Wednesday, April 27, 2016

The Car of Juggernaut: The Story of Jane Johnson and Her Chocolate Ants

“Don’t run over the ant family!” 9-year-old Jane Johnson yelled at her 12-year-old friend and neighbor, Raymond Rocky.

In Maple Grove, Iowa, the afternoon light glinted off the red wagon as it stood at the top of the sloped driveway, its wheels clattering over tiny pebbles. Jane sat inside, gripping the sides and looking nervously toward a line of ants crossing the concrete below.

“Wait, Raymond—stop!” she cried.

But Raymond only grinned. With a quick shove, he sent the wagon rolling downhill. The sudden motion threw Jane backward as the wagon picked up speed, the wind stinging her cheeks. Then, laughing wildly, Raymond ran after her and leapt in beside her.

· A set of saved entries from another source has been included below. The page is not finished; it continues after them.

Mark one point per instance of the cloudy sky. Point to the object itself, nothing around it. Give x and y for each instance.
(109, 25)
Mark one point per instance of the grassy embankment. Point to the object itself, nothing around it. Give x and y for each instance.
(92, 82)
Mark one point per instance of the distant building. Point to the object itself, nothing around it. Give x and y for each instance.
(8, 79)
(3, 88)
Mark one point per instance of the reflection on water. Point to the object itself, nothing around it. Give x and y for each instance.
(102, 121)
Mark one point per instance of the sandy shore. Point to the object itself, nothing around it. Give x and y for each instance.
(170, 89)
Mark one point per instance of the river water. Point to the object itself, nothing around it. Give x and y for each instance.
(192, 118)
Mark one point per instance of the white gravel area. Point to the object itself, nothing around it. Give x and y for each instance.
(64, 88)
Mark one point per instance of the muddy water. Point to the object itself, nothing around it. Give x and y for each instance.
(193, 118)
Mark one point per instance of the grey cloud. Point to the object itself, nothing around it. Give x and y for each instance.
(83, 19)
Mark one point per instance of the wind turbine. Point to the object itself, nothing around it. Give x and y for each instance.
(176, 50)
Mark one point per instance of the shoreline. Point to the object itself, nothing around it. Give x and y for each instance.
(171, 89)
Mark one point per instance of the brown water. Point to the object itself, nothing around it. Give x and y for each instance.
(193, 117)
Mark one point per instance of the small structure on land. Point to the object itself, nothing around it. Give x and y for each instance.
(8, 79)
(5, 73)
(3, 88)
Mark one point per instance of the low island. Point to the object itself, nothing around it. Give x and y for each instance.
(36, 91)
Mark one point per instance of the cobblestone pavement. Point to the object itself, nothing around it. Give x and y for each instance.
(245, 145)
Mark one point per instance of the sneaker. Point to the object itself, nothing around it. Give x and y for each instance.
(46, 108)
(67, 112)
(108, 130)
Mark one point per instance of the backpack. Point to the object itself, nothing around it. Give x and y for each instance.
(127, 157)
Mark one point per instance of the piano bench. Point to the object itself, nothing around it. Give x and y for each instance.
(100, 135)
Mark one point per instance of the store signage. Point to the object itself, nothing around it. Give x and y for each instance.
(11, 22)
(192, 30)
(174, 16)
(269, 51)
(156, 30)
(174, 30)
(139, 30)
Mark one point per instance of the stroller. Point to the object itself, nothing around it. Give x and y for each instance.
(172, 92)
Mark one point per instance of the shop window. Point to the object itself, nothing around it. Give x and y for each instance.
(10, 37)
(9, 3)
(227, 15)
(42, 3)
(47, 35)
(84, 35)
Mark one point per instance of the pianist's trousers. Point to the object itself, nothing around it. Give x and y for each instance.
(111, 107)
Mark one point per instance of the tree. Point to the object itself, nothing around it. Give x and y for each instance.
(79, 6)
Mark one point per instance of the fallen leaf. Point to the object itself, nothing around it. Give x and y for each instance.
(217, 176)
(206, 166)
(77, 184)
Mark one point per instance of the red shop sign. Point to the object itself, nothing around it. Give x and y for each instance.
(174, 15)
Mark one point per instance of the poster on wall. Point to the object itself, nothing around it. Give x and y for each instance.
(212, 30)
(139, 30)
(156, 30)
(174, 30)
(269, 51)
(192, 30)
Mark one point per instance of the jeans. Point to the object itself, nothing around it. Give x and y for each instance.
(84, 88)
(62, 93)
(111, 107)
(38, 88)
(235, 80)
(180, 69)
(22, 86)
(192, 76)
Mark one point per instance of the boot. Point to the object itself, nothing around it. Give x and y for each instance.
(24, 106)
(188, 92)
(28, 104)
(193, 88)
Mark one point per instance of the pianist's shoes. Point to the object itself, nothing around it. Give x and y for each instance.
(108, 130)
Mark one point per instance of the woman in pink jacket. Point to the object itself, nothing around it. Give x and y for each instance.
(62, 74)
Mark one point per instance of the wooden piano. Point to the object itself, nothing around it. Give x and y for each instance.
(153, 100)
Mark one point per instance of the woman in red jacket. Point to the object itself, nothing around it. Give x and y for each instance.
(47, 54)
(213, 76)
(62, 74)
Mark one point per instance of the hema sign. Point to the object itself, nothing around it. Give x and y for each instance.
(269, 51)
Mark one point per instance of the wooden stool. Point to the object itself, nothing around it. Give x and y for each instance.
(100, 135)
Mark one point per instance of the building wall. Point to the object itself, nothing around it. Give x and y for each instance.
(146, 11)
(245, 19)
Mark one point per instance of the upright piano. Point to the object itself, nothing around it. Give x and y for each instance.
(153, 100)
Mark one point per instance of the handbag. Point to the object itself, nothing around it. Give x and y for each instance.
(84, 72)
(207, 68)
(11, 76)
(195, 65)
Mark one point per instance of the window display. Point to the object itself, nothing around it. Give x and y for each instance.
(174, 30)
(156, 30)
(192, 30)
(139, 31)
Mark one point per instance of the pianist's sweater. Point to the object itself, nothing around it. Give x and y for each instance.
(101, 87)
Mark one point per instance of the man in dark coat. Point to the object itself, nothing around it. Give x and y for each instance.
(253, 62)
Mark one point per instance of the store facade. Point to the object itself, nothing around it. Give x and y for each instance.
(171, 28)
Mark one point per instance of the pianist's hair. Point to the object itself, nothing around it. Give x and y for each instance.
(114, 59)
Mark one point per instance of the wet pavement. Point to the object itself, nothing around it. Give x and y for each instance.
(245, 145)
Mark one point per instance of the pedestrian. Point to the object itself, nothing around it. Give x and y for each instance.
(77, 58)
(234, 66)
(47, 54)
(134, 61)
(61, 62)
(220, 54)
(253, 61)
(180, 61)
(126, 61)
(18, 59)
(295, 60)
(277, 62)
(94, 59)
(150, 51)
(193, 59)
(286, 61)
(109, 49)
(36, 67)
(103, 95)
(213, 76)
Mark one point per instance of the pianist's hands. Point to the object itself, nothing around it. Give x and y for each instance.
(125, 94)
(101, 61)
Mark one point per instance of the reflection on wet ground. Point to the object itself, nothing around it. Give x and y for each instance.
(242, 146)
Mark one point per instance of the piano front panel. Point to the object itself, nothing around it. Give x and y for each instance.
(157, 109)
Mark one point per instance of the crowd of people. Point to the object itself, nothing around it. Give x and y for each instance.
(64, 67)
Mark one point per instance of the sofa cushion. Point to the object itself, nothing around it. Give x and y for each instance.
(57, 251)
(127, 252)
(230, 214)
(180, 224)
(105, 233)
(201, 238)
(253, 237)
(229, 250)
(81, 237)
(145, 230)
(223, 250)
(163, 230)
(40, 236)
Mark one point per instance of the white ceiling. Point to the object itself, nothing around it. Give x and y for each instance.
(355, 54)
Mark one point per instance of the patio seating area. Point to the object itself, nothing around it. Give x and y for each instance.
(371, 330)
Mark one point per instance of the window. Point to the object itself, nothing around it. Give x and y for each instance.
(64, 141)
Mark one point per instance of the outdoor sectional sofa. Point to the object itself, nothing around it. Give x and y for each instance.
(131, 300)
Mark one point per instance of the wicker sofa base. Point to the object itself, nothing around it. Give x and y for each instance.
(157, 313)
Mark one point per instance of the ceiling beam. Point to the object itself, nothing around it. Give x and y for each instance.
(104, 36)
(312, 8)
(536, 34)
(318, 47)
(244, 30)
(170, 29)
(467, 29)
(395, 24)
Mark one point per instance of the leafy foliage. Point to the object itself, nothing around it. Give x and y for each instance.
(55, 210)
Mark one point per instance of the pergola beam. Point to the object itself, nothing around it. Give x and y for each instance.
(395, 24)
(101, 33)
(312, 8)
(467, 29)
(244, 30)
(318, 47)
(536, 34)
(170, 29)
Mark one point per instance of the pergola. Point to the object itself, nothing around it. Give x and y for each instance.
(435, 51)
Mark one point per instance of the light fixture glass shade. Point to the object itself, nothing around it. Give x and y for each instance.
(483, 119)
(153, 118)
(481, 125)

The sun seemed to wink at the red wagon, daring it to roll faster. Even the ants moved with purpose, as if they knew the children’s game might change their tiny kingdom forever.

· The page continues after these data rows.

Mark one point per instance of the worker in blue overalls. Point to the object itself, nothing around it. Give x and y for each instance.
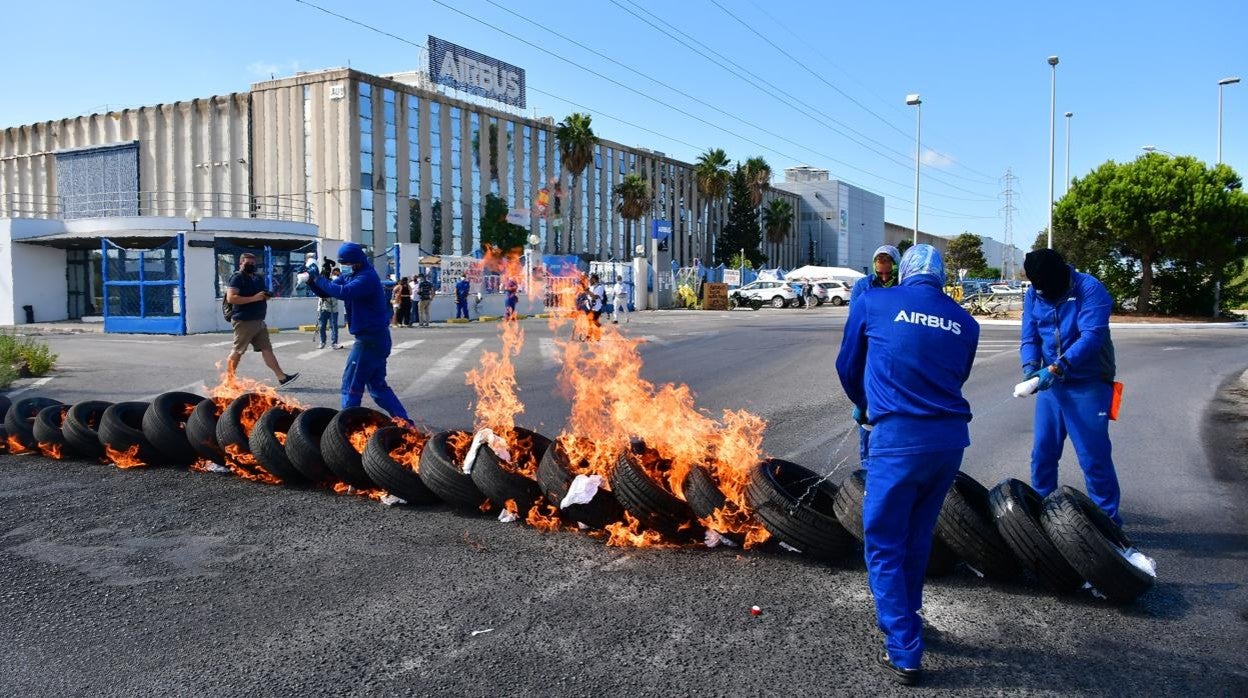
(368, 321)
(902, 362)
(462, 299)
(1066, 344)
(884, 261)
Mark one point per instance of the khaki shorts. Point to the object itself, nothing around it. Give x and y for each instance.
(251, 332)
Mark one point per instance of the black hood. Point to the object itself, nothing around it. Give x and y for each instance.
(1047, 272)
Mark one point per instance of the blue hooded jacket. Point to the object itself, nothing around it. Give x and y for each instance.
(361, 292)
(904, 360)
(872, 281)
(1073, 331)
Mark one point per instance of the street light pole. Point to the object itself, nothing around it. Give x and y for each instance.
(912, 100)
(1222, 83)
(1052, 127)
(1066, 187)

“What? They’re only ants! Who cares? I like playing with your wagon,” he said, rolling with her down the driveway. The wagon’s wheels roared like thunderclouds.

The brightly painted red wagon was Jane’s birthday gift from Raymond, but she thought he liked it more than she did. 

“I must protect the ants!” Jane said. She scooped up the family of ants with a newspaper on the grass. “Did you know there are such things as fire ants and honey ants?” she said, studying the ants she was holding. “And I love the beetles, and ladybugs, and grasshoppers,” Jane said, scouring the driveway for more insects. 

“Your wagon is like the Car of Juggernaut,” Raymond said. “It crushes anything in its path! Like a steamroller!”

The moment Raymond said it — Car of Juggernaut — the name clung to the wagon like a shadow, and the wheels seemed to spin faster than before. Then, Raymond steered the wagon over a colony of ants, crushing them. Jane felt sick to her stomach as he laughed. 

“I’m going to save the ants somehow! Stop being so mean,” Jane said. “Don’t you have any mercy?” 

Jane pushed him out of her wagon and onto the pavement, taking back her vehicle. It was too small for two people anyhow. Her heart sank. 

“This is my gift. You’re not running anybody over anymore!” she said, making sure she didn’t hit bugs with the wheels as she rolled inside the garage. 

After Jane jumped out of the wagon, she shut the large, rolling door with the push of a button and put her wagon away. Then, she walked into the kitchen. 

“Mom! I need to start an ant farm!” Jane said to her mother as she made dinner. “Raymond is trying to run over all the ants with my wagon.”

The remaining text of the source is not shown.